JP5186607B1 - Magnet holder, magnetic holding device using the same, and injection mold - Google Patents

Abstract

Provided is a magnet holder with a simple configuration and easy assembling work.
Magnet segments 14 to 16 divided into a plurality of portions in the circumferential direction are arranged in close contact with each other on the outer peripheral surface of a cylindrical core 13 made of a magnetic material, and the permanent magnet segments 14 to 16 are mutually attached. The cylindrical core 13 and the permanent magnet segments 14 to 16 are accommodated in the magnetic body holder 1 made of a magnetic material and arranged in the axial direction in the cylindrical core 13. A ring-shaped nonmagnetic material 5 is interposed on the outer peripheral portion of one end surface, and the magnetic adsorption surface 2 is formed by one axial end surface of the cylindrical core 13 and the magnetic material holder 1 magnetically separated by the nonmagnetic material 5. Formed.
[Selection] Figure 3

Description

  The present invention relates to a magnet holder configured using a permanent magnet, a magnetic holding device using the magnet holder, and an injection mold.

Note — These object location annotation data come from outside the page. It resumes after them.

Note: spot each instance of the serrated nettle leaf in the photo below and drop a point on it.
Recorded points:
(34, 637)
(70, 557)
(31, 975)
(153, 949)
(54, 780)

  Generally, a magnet device having various configurations in which a magnet is arranged on the outer peripheral portion of a columnar core to improve the magnetic attractive force is known (see, for example, Patent Document 1).

JP 2000-58318 A

  However, when the conventional magnet device is configured by arranging magnets on the outer periphery of the columnar core, the structure is complicated and the assembly work is troublesome. SUMMARY OF THE INVENTION An object of the present invention is to provide a magnet holder that has a simple structure and can be easily assembled, a magnetic holding device using the magnet holder, and an injection mold.

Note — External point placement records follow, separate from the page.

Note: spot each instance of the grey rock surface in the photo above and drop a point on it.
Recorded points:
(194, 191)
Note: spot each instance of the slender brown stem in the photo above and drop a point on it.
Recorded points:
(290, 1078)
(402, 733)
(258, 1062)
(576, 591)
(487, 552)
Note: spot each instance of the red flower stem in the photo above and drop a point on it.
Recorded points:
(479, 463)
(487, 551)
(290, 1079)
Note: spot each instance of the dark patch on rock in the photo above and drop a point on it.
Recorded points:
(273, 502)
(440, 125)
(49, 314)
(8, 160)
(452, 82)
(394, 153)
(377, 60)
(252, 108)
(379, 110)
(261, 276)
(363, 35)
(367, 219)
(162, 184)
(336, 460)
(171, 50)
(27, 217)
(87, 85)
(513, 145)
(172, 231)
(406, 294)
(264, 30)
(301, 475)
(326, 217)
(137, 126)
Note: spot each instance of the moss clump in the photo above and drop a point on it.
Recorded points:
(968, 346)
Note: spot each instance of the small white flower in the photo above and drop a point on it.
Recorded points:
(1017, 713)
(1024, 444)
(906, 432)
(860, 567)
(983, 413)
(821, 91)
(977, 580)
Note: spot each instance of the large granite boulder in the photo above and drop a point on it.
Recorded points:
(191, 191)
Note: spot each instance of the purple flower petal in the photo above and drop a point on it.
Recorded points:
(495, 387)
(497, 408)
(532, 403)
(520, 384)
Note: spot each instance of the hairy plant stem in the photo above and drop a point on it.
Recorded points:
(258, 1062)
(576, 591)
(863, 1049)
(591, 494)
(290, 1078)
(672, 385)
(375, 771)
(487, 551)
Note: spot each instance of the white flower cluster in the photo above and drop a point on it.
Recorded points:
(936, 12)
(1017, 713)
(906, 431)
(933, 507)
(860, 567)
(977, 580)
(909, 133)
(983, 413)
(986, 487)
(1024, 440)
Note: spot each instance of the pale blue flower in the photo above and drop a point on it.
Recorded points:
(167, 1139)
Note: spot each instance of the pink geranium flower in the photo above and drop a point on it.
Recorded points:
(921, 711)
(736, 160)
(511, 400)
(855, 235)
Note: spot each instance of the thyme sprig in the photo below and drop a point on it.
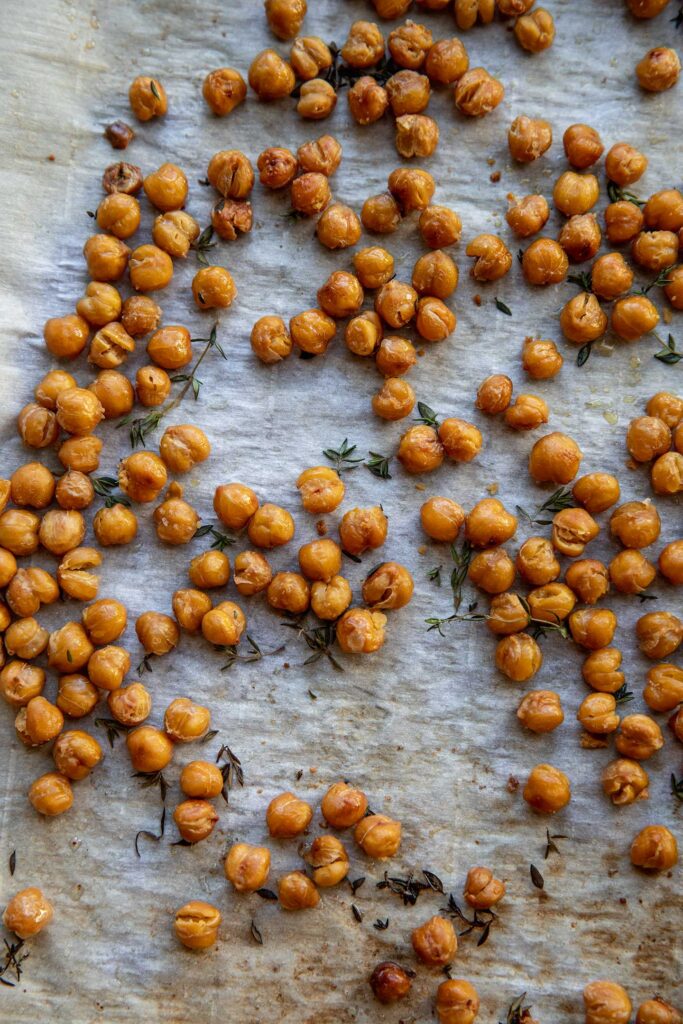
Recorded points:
(105, 486)
(560, 499)
(138, 428)
(342, 458)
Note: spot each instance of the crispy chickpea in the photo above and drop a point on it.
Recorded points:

  In order to achieve the above object, according to a first aspect of the present invention, a plurality of permanent magnet segments are arranged on the outer peripheral surface of a cylindrical core made of a magnetic material so as to be magnetically attracted along the circumferential direction. Is disposed in a magnetic material holder made of a magnetic material, and a ring-shaped nonmagnetic material is interposed on the outer peripheral portion of one axial end surface of the cylindrical core, and the axial direction of the cylindrical core is The magnet holder is characterized in that a magnetic attraction surface magnetically separated by the non-magnetic material is formed by the one end surface and the magnetic material holder.

  According to such a structure, a permanent magnet can be easily assembled to the outer peripheral surface of a cylindrical core. Moreover, a high magnetic attractive force can be obtained by providing a magnetic attractive surface that is magnetically separated by interposing a ring-shaped non-magnetic material on the outer peripheral portion of the axial end surface of the cylindrical core.

  A second invention is a magnet holder according to the first invention, wherein the permanent magnet segment is formed by equally dividing a cylindrical permanent magnet in a circumferential direction of the columnar core. According to such a configuration, a permanent magnet segment having a single shape and structure may be manufactured, and it may be formed into a substantially cylindrical shape by combining the numbers according to the number of divisions, thereby facilitating manufacture and management.

  A third invention is the magnet holder according to the first or second invention, wherein two sets of cylindrical cores on which the permanent magnet segments are arranged are arranged in parallel in the magnetic material holder. It is. According to such a configuration, a small and high magnetic attractive force can be exhibited without increasing the size.

  A fourth invention is a magnetic holding device comprising any one of the first to third magnet holders and a magnet block that is attracted and separated from the magnet holder. According to such a magnetic holding device, the member including any one of the first to third magnet holders and the member including the magnet block can be reliably and easily coupled / separated.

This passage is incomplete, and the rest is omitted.